Lawson’s fingers moved slowly through Brody’s hair, gliding from front to back, front to back, never stopping.

I slumped onto the end of the couch next to Lawson. He shifted half of his body to make room, the half that wasn’t dedicated to holding Brody.

“I called Brody’s parents,” I said. “They’re driving in. They should be two or three hours away. I was going to put them up at mine, but Shea’s parents are here, and they’re going to stay with us—”

“His parents can stay at my house,” Lawson said automatically. His voice was ground-up gravel, none of that smooth honey and down-home earthiness we all loved. “They can have the whole place as long as they like. So can Brody. They need to be together. I’ll— I’ll stay somewhere else.”

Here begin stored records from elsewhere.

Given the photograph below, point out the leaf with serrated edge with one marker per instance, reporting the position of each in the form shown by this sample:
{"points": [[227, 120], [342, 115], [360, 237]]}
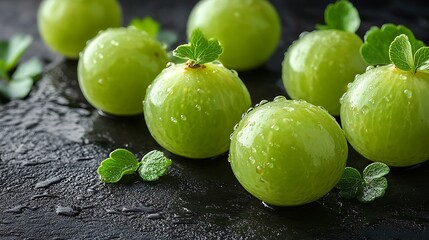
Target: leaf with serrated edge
{"points": [[375, 49], [421, 58], [341, 15], [375, 170], [121, 162], [373, 189], [147, 24], [199, 50], [154, 165], [401, 54]]}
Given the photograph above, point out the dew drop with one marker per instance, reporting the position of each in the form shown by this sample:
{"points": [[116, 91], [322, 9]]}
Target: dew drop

I blinked. “Don’t you think Brody would want you to be close?”

Lawson clenched his teeth so hard I thought they’d shatter. He couldn’t turn away from me without letting his tears land on Brody, so he squeezed his eyes shut and tried to grit through it. A deep rasp punched out of him, followed by a shiver and a flinch, like he was recoiling from himself.

“You’ve never told him how you feel, have you?” I whispered.